Human joints are susceptible to degenerative diseases. Arthritis affecting the knee often causes such pain and discomfort that older patients cannot maintain an independent lifestyle. For these patients, total knee arthroplasty provides an opportunity to restore the knee's functions and lost mobility. Today's orthopaedic surgeon has a wealth of options for customizing surgery to a wide range of patient's anatomies and conditions. The knee system elected must meet the requirements for articular stability and anatomic pathways tracking. However, these two requirement are inherently conflicting. Stability is accomplished through articular conformity and maximum contact area while anatomic tracking is realized through unconstrained mobility.
Total knee replacement systems can usually be grouped under two denominations: condylar and stabilized. Each is tailored to individual needs and preferences. Condylar prostheses provide maximum range of motion. Their usage is indicated with patients who do not need compensation for ligamentous instability. Stabilized tibial prostheses have a central stabilizer post. Minimal clearance between the post and the femoral housing provides increased stability in the anterior-posterior and medial-lateral directions and constrains internal-external rotations. Such prostheses are useful when little reliance is placed on the surrounding soft tissues to stabilize the joint. Although both prostheses have analogously shaped bearing surfaces, the condylar prostheses rely mostly upon the surrounding tendons and ligaments to maintain the knee joint's integrity and to impart stability to the knee during movement.
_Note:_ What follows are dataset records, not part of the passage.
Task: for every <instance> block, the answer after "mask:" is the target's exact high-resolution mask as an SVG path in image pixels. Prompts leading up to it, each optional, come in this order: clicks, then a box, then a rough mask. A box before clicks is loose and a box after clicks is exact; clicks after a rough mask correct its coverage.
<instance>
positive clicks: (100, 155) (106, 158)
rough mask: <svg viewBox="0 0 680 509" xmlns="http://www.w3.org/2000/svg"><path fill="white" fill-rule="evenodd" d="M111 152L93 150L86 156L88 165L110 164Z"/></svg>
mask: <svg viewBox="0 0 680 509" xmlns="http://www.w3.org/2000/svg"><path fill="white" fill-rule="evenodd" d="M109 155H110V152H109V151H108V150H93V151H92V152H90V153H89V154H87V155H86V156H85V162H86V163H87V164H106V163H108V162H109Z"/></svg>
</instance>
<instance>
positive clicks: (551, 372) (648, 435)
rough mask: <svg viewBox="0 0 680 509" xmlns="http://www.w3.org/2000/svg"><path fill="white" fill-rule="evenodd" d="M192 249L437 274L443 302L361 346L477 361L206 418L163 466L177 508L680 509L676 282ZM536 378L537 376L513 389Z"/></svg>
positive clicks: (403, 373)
The three-dimensional kinematics of the prosthetic knee are the result of a delicate harmony between component selection, placement, orientation, and ligament balancing. As the knee flexes, ligaments across the knee joint are sequentially applied. The length and orientation of ligaments allow functional motions and yet provide restraints at the limits of such motions. Conversely, slight variations in component placement or orientation may affect the ligaments' operation. Differences in the radii of curvatures and congruency of the articulating profiles can also induce substantial changes in rotation and translation. Complications arise when the mechanics of the ligaments are not in tune with the mechanics of the total knee geometries. For instance, misplacement or misalignment may cause the ligaments to become highly loaded or overly lax within the functional range of motion.
Success in restoring a knee's normal function can be measured by assessing the post-arthroplasty kinematic signature of a specific implant and comparing it to normal gait kinematics. This kinematic profile is revealed as each component's geometry comes into contact. While it is generally simple to measure the spatial motion of the lower extremity post-operatively, it is more difficult to estimate or predict the functional outcome of a surgical implantation before it is actually performed on the patient.
In the prior art, an in vitro technique for estimating the relative three-dimensional in vivo displacements of a particular total knee system is proposed. The current test method requires the use of natural knee specimens, either fresh or embalmed, to quantify the range of motion of a total knee replacement system. This method has numerous drawbacks. The procedure is lengthy and requires considerable surgical skills. The handling of human specimens presents a potential risk from blood borne pathogens. Moreover, a natural knee may not be implanted more than once. Reproducibility is a major issue as considerable variations are to be expected from specimen to specimen or from day to day. Indeed, because the natural knee presents variations in freshness, quality, size, age, and gender, this procedure is not reliable.
The present invention relieves the concerns associated with using cadaveric specimens for assessment of total knee kinematics. A departure from prior testing grounds is signalled by using a synthetic knee in place of a natural knee. The present application is based on the finding that it is possible to replicate the primary constraints of the knee using synthetic materials and appropriate design principles. Since ligaments are major structures which limit knee kinematics, one needs to duplicate their elastic behavior, placement, and orientation, in order to impart a standardized confining pattern. Hence, the synthetic knee acts as a surrogate joint to receive the total knee replacement prior to measuring its kinematic profile. The present invention overcomes hurdles posed by natural knee sample disparities, biohazards, and surgical skills.